The following chunk transforms the worl map to a World Robinson projection.

wrld_simpl.robin <- spTransform(wrld_simpl, CRS("+proj=robin +lon_0=0 +x_0=0 +y_0=0 +ellps=WGS84 +datum=WGS84 +units=m +no_defs"))
qtm(wrld_simpl.robin) + tm_style_natural() + tm_layout(frame = FALSE)

The following chunk transforms the worl map to a World sinusoidal projection.

wrld_simpl.sin <- spTransform(wrld_simpl, CRS("+proj=sinu +lon_0=0 +x_0=0 +y_0=0 +ellps=WGS84 +datum=WGS84 +units=m +no_defs"))
qtm(wrld_simpl.sin) + tm_layout(frame = FALSE)

Example of failed transformations

As of maptools version 0.8-39, the following projection will generate an error.

# Mercator world (54004)
wrld_simpl.mercator <- spTransform(wrld_simpl, CRS("+proj=merc +lon_0=0 +k=1 +x_0=0 +y_0=0 +ellps=WGS84 +datum=WGS84 +units=m +no_defs"))
non finite transformation detected:
     [,1] [,2] [,3] [,4]
Error in .spTransform_Polygon(input[[i]], to_args = to_args, from_args = from_args,  : 
  failure in Polygons 145 Polygon 1 points 
In addition: Warning message:
In .spTransform_Polygon(input[[i]], to_args = to_args, from_args = from_args,  :
  2 projected point(s) not finite

The error suggests that there is a problem with (at least) one of the polygons–polygon 145. We’ll create a function that will loop through each spatial element (polygon) and attempt a transformation to confirm that polygon 145 is indeed the sole problematic polygon.

prob.poly <- function(s){
  n.poly <- length(s@polygons)
  crd    <- "+proj=merc +lon_0=0 +k=1 +x_0=0 +y_0=0 +ellps=WGS84 +datum=WGS84 +units=m +no_defs"
  
  for (i in 1:n.poly){
    t1 <- wrld_simpl[i, ]
    tryCatch(t1.merc <- spTransform(t1, CRS(crd)),
             error = function(e){print(sprintf("Could not project polygon %i", i))},
             warning = function(w){})
  }
}

Now apply the function to the wrld_simpl object.

# Run function with data
prob.poly(wrld_simpl)

Polygon 145 is indeed the lone problematic shape.

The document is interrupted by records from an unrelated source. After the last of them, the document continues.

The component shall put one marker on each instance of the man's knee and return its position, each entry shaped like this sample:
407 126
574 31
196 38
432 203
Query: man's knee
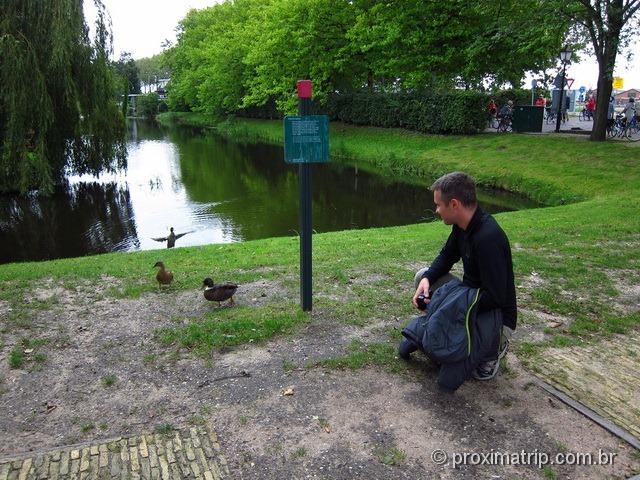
447 277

Let’s plot it in its native coordinate system.

qtm(wrld_simpl[145, ] )

The problematic polygon covers Antarctica. Let’s transform all polygons except polygon 145.

wrld_simpl.mercator <- spTransform(wrld_simpl[-145,], CRS("+proj=merc +lon_0=0 +k=1 +x_0=0 +y_0=0 +ellps=WGS84 +datum=WGS84 +units=m +no_defs"))

qtm(wrld_simpl.mercator) + tm_style_natural() + tm_layout(frame = FALSE)

This works, but we loose a large polygon. One possible solution is to clean the polygon’s geometry inside of R or in a GIS software such as QGIS or ArcMap. This step is not covered here but can be found via many online resources.

Another issue that can come up when transforming spatial data is when the location of the tangent line(s) or point in the CS definition forces polygon features to split across the 180° meridian. For example, re-centering the mercator projection to -69° will create the following map.

wrld_simpl.mercator <- spTransform(wrld_simpl[-145,], CRS("+proj=merc +lon_0=-69 +k=1 +x_0=0 +y_0=0 +ellps=WGS84 +datum=WGS84 +units=m +no_defs"))

qtm(wrld_simpl.mercator)

The polygons are split and R does not know how to piece them together. Unfortunately, there are no easy workarounds to this other than converting the polygon to a polyline, splitting, and then rebuilding the polygon. Another solution is to convert the vector object to a raster then reproject the raster.